Metropol Credit Bureau MD Sam Omukoko. Saccos have until now been
sharing names of loan defaulters with credit reference bureaus (CRBs),
but have not had access to the records of bad borrowers since the law
allowed only banks to view the information. FILE PHOTO | NATION MEDIA
GROUP
By GEORGE NGIGI, gngigi@ke.nationmedia.com
In Summary
- The Bill allows savings and credit cooperative societies (saccos) direct access to information about good and bad borrowers.
- Non-performing loans held by the saccos add up to an estimated Sh15 billion, indicating the bulk of borrowers have good records.
- Bad loans in the banking sector are, however, at a decade-high Sh170 billion, indicating that the defaulters could be shifting to the sacco sector.
The noose is set to tighten on bank loan defaulters
with a proposed law that gives saccos direct access to credit repayment
records of all borrowers having been tabled for debate in Parliament.

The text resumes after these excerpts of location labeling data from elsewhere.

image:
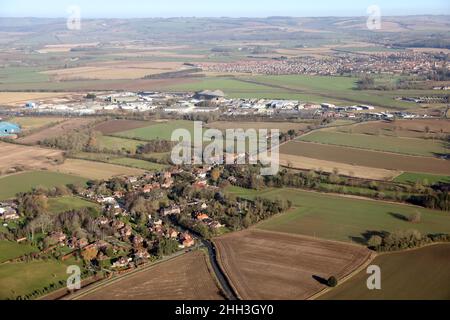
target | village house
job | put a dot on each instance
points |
(186, 240)
(171, 210)
(172, 233)
(8, 213)
(122, 262)
(201, 216)
(142, 254)
(58, 237)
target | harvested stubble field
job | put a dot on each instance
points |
(115, 70)
(423, 128)
(56, 130)
(305, 163)
(13, 156)
(343, 218)
(282, 126)
(34, 123)
(422, 274)
(20, 98)
(184, 278)
(95, 170)
(365, 158)
(26, 181)
(114, 126)
(408, 146)
(274, 266)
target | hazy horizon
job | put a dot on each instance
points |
(116, 9)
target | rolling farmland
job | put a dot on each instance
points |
(95, 170)
(184, 278)
(16, 156)
(422, 274)
(343, 218)
(26, 181)
(408, 146)
(247, 258)
(366, 158)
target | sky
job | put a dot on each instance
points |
(217, 8)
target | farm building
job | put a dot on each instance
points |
(8, 129)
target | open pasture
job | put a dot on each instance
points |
(366, 158)
(15, 156)
(162, 131)
(422, 274)
(184, 278)
(417, 128)
(114, 126)
(56, 130)
(343, 218)
(409, 146)
(95, 170)
(26, 181)
(273, 266)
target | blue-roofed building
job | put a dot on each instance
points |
(8, 129)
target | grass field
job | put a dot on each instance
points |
(32, 123)
(137, 163)
(317, 89)
(184, 278)
(410, 146)
(24, 182)
(343, 218)
(123, 161)
(366, 158)
(95, 170)
(161, 131)
(417, 128)
(422, 274)
(428, 179)
(118, 144)
(17, 279)
(63, 204)
(274, 266)
(16, 156)
(10, 250)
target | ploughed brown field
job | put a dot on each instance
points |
(12, 156)
(114, 126)
(417, 128)
(184, 278)
(272, 266)
(366, 158)
(56, 130)
(282, 126)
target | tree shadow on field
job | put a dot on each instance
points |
(367, 235)
(399, 216)
(320, 280)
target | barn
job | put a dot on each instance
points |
(9, 129)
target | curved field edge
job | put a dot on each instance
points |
(247, 258)
(417, 274)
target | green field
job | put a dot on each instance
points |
(409, 146)
(317, 89)
(24, 182)
(10, 250)
(137, 163)
(118, 144)
(31, 123)
(428, 179)
(63, 204)
(162, 131)
(124, 161)
(343, 218)
(17, 279)
(422, 274)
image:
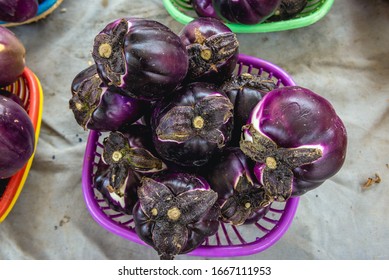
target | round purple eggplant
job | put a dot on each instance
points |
(143, 58)
(14, 97)
(245, 11)
(297, 140)
(191, 125)
(204, 8)
(245, 91)
(18, 10)
(288, 9)
(242, 199)
(175, 213)
(12, 57)
(212, 49)
(98, 107)
(125, 196)
(130, 148)
(17, 137)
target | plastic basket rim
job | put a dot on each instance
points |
(17, 181)
(205, 251)
(262, 27)
(45, 8)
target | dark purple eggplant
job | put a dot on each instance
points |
(14, 97)
(245, 11)
(204, 8)
(125, 196)
(12, 57)
(245, 91)
(175, 213)
(143, 58)
(242, 199)
(212, 49)
(131, 148)
(288, 9)
(192, 124)
(17, 137)
(18, 10)
(297, 140)
(98, 107)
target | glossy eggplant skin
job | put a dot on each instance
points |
(124, 197)
(17, 141)
(175, 213)
(204, 8)
(245, 91)
(130, 148)
(18, 10)
(97, 107)
(288, 9)
(143, 58)
(305, 140)
(212, 48)
(242, 199)
(194, 123)
(245, 11)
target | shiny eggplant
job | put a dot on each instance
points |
(143, 58)
(17, 137)
(192, 124)
(297, 140)
(288, 9)
(96, 106)
(130, 148)
(125, 196)
(12, 57)
(175, 213)
(18, 10)
(212, 49)
(245, 91)
(242, 199)
(245, 11)
(204, 8)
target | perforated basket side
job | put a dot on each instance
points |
(183, 12)
(230, 240)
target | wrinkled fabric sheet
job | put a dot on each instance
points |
(344, 57)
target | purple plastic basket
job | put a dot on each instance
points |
(229, 241)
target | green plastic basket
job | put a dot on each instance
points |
(182, 11)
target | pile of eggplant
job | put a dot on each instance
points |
(187, 143)
(17, 136)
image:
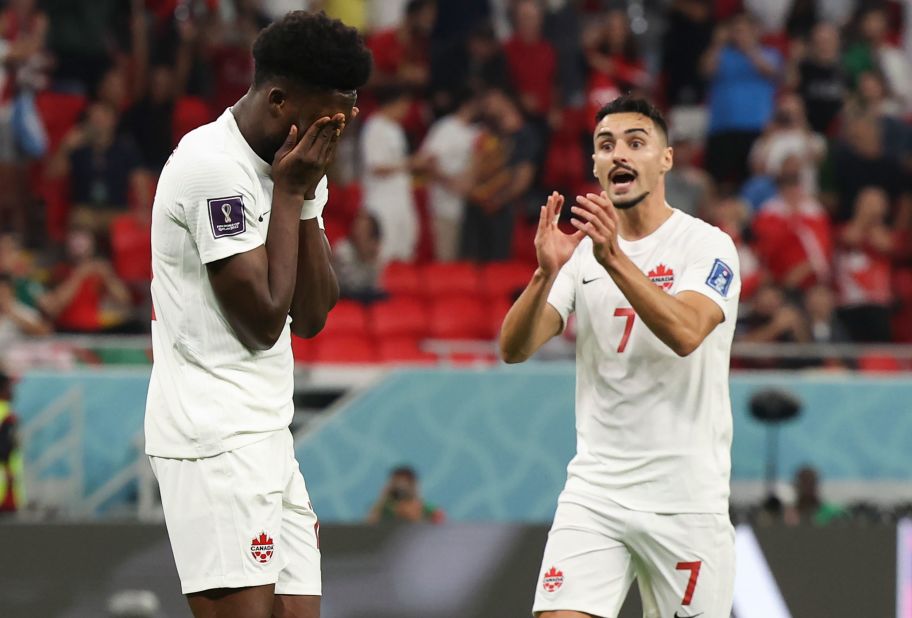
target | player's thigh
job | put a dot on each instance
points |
(252, 602)
(586, 568)
(296, 606)
(224, 517)
(300, 535)
(685, 564)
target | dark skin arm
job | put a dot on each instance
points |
(317, 289)
(255, 288)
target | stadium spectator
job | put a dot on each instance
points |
(447, 150)
(356, 259)
(400, 500)
(689, 34)
(873, 51)
(788, 135)
(817, 76)
(98, 163)
(865, 247)
(149, 121)
(503, 171)
(387, 174)
(859, 161)
(687, 185)
(86, 295)
(792, 234)
(12, 496)
(532, 61)
(771, 319)
(18, 321)
(823, 324)
(743, 78)
(809, 507)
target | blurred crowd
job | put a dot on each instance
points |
(790, 122)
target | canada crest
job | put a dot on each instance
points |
(262, 548)
(553, 580)
(662, 276)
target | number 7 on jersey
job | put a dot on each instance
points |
(630, 314)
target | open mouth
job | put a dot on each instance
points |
(621, 180)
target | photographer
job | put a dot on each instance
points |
(401, 500)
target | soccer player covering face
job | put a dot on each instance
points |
(239, 260)
(655, 293)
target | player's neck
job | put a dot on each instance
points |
(644, 218)
(245, 116)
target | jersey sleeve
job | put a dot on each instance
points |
(563, 293)
(713, 270)
(219, 210)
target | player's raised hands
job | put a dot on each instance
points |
(301, 162)
(598, 220)
(552, 246)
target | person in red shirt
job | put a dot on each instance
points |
(792, 234)
(86, 294)
(864, 268)
(531, 59)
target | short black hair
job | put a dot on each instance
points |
(629, 104)
(312, 50)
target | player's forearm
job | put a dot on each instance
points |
(316, 288)
(672, 321)
(522, 332)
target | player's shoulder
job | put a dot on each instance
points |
(698, 233)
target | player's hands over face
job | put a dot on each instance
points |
(300, 163)
(598, 220)
(552, 247)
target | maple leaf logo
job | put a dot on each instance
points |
(662, 276)
(553, 580)
(262, 548)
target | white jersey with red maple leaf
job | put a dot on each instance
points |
(653, 429)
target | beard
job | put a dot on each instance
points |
(630, 203)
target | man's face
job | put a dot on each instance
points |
(631, 157)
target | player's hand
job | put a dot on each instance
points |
(598, 220)
(553, 247)
(300, 163)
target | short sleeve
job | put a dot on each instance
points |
(219, 210)
(713, 269)
(563, 293)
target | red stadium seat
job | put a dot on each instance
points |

The Bill allows savings and credit cooperative societies
(saccos) direct access to information about good and bad borrowers,
effectively enabling them to weed out those who turn to them for loans
after defaulting on their bank debts.
“Sacco societies may, in the ordinary course of
business and in such manner and to such extent as may be prescribed
under the Banking Act, exchange such information on performing and
non-performing loans as may be specified by the Authority from time to
time,” says the Sacco Societies (Amendment) Bill, 2016.

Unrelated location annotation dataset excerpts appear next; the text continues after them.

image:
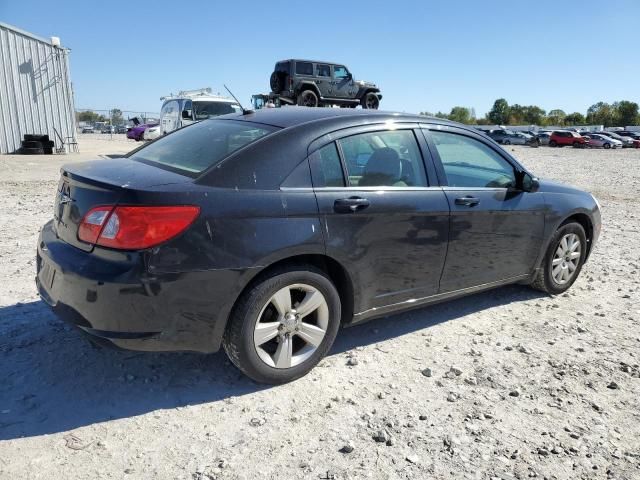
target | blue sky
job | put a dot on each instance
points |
(425, 55)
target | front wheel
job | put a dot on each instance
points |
(370, 101)
(284, 325)
(563, 260)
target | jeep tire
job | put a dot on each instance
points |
(370, 101)
(308, 98)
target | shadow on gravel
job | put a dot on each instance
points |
(53, 380)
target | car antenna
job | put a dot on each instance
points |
(244, 110)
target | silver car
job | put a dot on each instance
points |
(598, 140)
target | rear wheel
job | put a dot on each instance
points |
(563, 260)
(308, 98)
(370, 101)
(284, 325)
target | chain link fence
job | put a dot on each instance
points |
(114, 120)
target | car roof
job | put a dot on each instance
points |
(310, 61)
(293, 116)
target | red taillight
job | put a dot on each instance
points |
(135, 228)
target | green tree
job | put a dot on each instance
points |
(602, 113)
(462, 115)
(89, 117)
(499, 113)
(116, 116)
(575, 118)
(627, 113)
(556, 117)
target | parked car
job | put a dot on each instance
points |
(562, 138)
(597, 140)
(626, 141)
(152, 133)
(192, 106)
(264, 233)
(544, 138)
(630, 134)
(508, 137)
(137, 132)
(313, 84)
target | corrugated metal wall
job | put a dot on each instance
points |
(35, 89)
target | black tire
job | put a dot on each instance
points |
(32, 151)
(32, 144)
(370, 101)
(308, 98)
(238, 339)
(544, 281)
(277, 82)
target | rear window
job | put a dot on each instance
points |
(304, 68)
(193, 149)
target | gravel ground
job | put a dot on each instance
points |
(505, 384)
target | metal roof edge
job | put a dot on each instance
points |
(27, 34)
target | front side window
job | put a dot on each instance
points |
(204, 110)
(324, 70)
(340, 72)
(470, 163)
(304, 68)
(388, 158)
(199, 146)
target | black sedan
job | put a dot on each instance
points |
(265, 232)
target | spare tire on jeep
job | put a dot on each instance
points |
(277, 81)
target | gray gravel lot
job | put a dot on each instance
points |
(505, 384)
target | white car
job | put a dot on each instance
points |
(191, 106)
(152, 133)
(596, 140)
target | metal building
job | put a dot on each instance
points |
(35, 90)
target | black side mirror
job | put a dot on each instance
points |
(529, 183)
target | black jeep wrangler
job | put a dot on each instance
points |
(312, 84)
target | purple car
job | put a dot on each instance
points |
(137, 132)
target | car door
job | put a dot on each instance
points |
(496, 227)
(343, 85)
(324, 80)
(382, 219)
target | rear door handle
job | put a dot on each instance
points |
(467, 201)
(350, 205)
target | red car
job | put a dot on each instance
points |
(562, 138)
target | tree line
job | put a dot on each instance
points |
(617, 114)
(89, 116)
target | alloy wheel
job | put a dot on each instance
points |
(291, 326)
(566, 258)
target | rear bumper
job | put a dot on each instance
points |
(111, 297)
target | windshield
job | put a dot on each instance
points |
(193, 149)
(204, 110)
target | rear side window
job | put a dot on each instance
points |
(304, 68)
(470, 163)
(326, 167)
(193, 149)
(388, 158)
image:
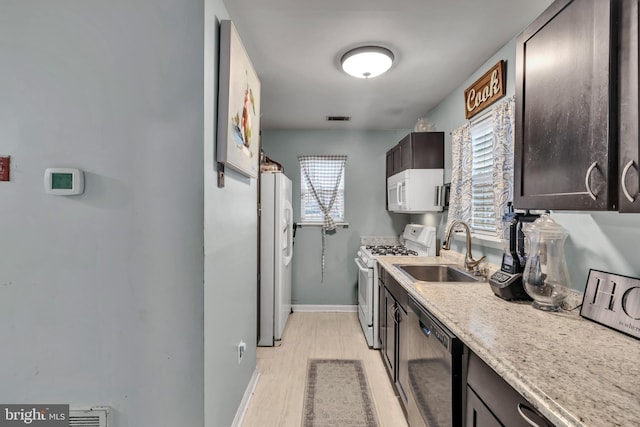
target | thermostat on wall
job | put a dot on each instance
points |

Saccos have until now been sharing names of loan
defaulters with credit reference bureaus (CRBs), but they have not had
access to the records of bad borrowers since the law allowed only banks
to view the information.
Saccos are hugely popular with borrowers due to their relatively cheaper and fixed lending rates.
There are 184 licensed saccos in the country with deposits worth Sh205 billion and a total loan book of Sh228 billion.

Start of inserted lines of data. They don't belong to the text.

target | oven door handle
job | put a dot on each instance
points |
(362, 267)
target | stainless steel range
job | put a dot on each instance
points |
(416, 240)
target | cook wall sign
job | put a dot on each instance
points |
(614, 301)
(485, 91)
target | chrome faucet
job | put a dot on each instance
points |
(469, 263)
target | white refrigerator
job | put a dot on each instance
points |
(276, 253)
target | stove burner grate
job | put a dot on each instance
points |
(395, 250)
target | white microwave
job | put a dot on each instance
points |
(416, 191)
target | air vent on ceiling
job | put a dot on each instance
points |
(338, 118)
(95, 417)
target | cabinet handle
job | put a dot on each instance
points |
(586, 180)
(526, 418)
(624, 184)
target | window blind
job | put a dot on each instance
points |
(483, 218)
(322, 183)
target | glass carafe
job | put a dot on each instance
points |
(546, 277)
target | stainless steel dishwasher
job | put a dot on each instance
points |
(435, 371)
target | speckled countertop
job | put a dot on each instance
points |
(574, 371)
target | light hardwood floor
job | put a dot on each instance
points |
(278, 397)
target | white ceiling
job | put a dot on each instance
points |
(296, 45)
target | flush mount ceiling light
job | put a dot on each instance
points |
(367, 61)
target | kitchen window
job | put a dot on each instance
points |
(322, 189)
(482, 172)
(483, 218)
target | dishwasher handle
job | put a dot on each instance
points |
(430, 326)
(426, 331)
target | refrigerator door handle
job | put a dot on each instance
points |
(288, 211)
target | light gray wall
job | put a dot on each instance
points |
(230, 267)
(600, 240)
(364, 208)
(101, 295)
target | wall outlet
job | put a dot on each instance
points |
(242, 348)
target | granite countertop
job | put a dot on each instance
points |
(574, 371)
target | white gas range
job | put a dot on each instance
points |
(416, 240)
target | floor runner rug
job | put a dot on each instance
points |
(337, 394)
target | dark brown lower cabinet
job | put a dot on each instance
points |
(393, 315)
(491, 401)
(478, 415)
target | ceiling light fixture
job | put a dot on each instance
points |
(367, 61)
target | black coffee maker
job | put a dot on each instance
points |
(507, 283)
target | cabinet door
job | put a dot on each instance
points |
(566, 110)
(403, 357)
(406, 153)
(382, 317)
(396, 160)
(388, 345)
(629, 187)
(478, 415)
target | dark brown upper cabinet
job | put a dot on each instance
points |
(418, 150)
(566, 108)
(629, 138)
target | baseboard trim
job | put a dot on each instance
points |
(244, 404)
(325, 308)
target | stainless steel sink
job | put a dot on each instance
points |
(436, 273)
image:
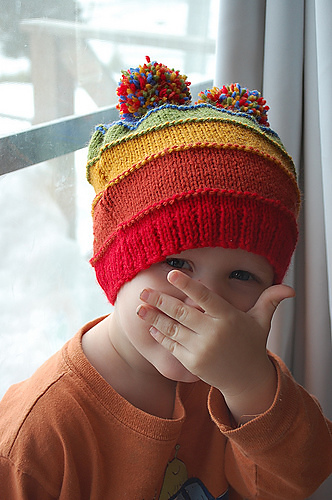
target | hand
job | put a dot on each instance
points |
(221, 345)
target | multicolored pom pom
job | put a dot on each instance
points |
(150, 86)
(237, 99)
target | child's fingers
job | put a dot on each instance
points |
(168, 313)
(268, 302)
(210, 302)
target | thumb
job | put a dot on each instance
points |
(267, 304)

Non-performing loans held by the saccos add up to an estimated Sh15 billion, indicating the bulk of borrowers have good records.
Bad loans in the banking sector are, however, at a
decade-high Sh170 billion, indicating that the defaulters could be
shifting to the sacco sector.
The sharing of positive information by saccos will
further put pressure on lending institutions to reward good borrowers
instead of using CRB reports to merely blacklist defaulters.
Lending institutions have been rejecting loan
applications by borrowers listed with the credit bureaus for having
defaulted on previous loans.
Borrowers have been forced to clear outstanding
amounts with the previous lenders and then wait for up to one month
before getting a new loan.
“The Act forming credit bureaus had omitted saccos –
so this is bringing them on board so you don’t get a loan from the
bank, default and then come to us,” said Sacco Societies Regulatory
Authority (Sasra) acting chief executive John Mwaka.
Banks have also been accused of listing customers
who had outstanding transactional fees such as debit card application
fees, turning the credit bureaus to fee collecting agencies to drive
their profitability.
The Bill also seeks to tighten corporate governance
in saccos by introducing a requirement for the vetting of directors in
an effort to boost confidence in the sector.